SparkSQL allows you to use SQL like queries to access the data.
sdfData.registerTempTable("sales") output = scSpark.sql('SELECT * from sales') output.show()
First, we create a temporary table out of the dataframe. For that purpose registerTampTable
is used. In our case the table name is sales. Once it’s done you can use typical SQL queries on it. In our case it is Select * from sales.
Or something like below:
output = scSpark.sql('SELECT * from sales WHERE `Unit Price` < 15 AND Quantity < 10') output.show()
Or even aggregated values.
output = scSpark.sql('SELECT COUNT(*) as total, City from sales GROUP BY City') output.show()
Pretty flexible, right?
We are just done with the TRANSFORM part of the ETL here.
Finally the LOAD part of the ETL. What if you want to save this transformed data? Well, you have many options available, RDBMS, XML or JSON.
output.write.format('json').save('filtered.json')
When you run it Sparks create the following folder/file structure.
It created a folder with the name of the file, in our case it is filtered.json. Then, a file with the name _SUCCESS tells whether the operation was a success or not. In case it fails a file with the name _FAILURE is generated. Then, you find multiple files here. The reason for multiple files is that each work is involved in the operation of writing in the file. If you want to create a single file(which is not recommended) then coalesce
can be used that collects and reduces the data from all partitions to a single dataframe.
output.coalesce(1).write.format('json').save('filtered.json')
And it will output the following data:
{"total":328,"City":"Naypyitaw"} {"total":332,"City":"Mandalay"} {"total":340,"City":"Yangon"}
MySQL and Apache Spark Integration
The above dataframe contains the transformed data. We would like to load this data into MYSQL for further usage like Visualization or showing on an app.
First, we need the MySQL connector library to interact with Spark. We will download the connector from MySQL website and put it in a folder. We will amend SparkSession
to include the JAR file.
scSpark = SparkSession \ .builder \ .appName("reading csv") \ .config("spark.driver.extraClassPath", "/usr/local/spark/jars/mysql-connector-java-8.0.16.jar") \ .getOrCreate()
output = scSpark.sql('SELECT COUNT(*) as total, City from sales GROUP BY City') output.show() output.write.format('jdbc').options( url='jdbc:mysql://localhost/spark', driver='com.mysql.cj.jdbc.Driver', dbtable='city_info', user='root', password='root').mode('append').save()
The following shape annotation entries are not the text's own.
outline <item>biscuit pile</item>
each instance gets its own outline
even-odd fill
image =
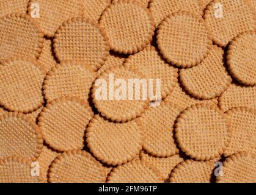
[[[0,182],[255,182],[255,6],[0,0]]]

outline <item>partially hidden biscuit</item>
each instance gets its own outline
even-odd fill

I created the required Db and table in my DB before running the script. If all goes well you should see the result like below:
As you can see, Spark makes it easier to transfer data from One data source to another.
Conclusion
Apache Spark is a very demanding and useful Big Data tool that helps to write ETL very easily. You can load the Petabytes of data and can process it without any hassle by setting up a cluster of multiple nodes. This tutorial just gives you the basic idea of Apache Spark’s way of writing ETL. You should check the docs and other resources to dig deeper.